Duval County

Researchers work around the clock developing COVID-19 vaccine at Mayo Clinic

JACKSONVILLE, Fla. — While the numbers of COVID 19 cases continue to rise in the U.S., researchers are working around the clock to develop a vaccine.

Mayo Clinic says they’re very involved in the process, although a vaccine is still quite a ways away.

Dr. Stacey Rizza, an Infectious Disease Specialist at Mayo Clinic, says developing a vaccine that prevents people from getting any virus is no easy task. It takes time, money, and research.

Rizza explains, “First, we have to have a much better understanding of the virology and the immunology, or the human’s response to the virus.”

She says researchers around the globe are working as quickly as possible to create one for COVID -19, but unfortunately, a cure is not going to happen overnight.

“We cannot depend on having an effective, safe vaccine for quite a while,” Rizza said.

Researchers have to first make sure the vaccine actually has an immune response and that’s when they test it to make sure it’s safe for people.

“Next, you test to make sure it actually works and prevents infection. That process takes many months to years, and we’re only in what I would call the first few steps of the process.”

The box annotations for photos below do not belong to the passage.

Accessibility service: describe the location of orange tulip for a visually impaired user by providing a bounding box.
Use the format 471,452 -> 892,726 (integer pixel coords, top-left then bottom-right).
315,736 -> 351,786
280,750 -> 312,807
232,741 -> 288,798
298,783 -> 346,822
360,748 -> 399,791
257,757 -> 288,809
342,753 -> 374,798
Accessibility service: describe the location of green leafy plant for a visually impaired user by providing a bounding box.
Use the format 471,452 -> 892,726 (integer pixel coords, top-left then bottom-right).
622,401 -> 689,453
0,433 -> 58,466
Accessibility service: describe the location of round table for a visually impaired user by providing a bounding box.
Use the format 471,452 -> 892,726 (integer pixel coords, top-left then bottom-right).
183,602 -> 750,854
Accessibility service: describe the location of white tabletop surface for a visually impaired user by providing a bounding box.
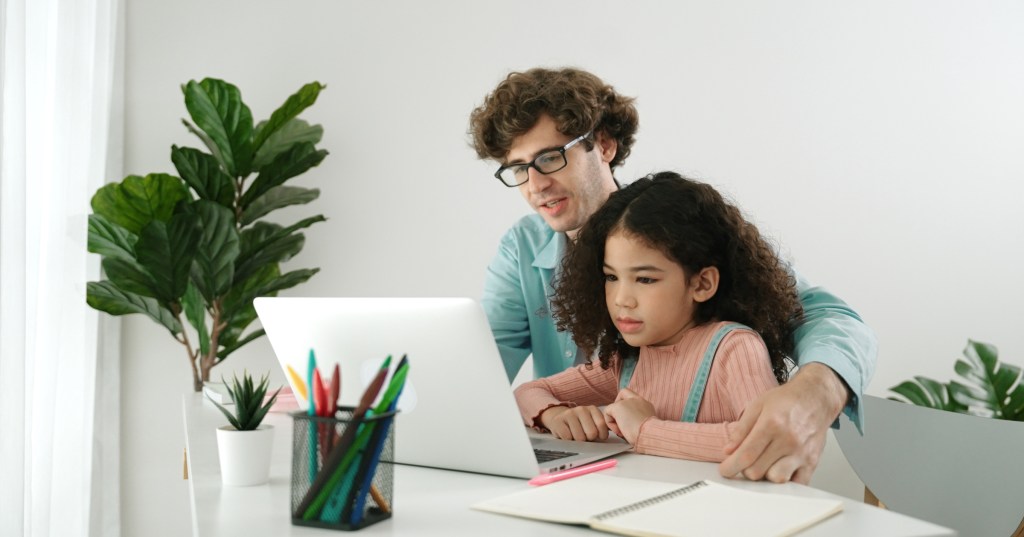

But the good news, according to Rizza, is that researchers aren’t starting from the ground up to develop this vaccine.They’re pulling data from other coronaviruses, like the SARS (severe acute respiratory syndrome) virus that appeared in 2002.

“This virus is very similar in its structure to the SARS virus that affected humans a number of years ago. So, we did have some science from that virus and did have some early vaccine candidates,” Rizza said.

While researchers race to find a cure, continue washing your hands and following social distancing guidelines to slow the spread of the virus.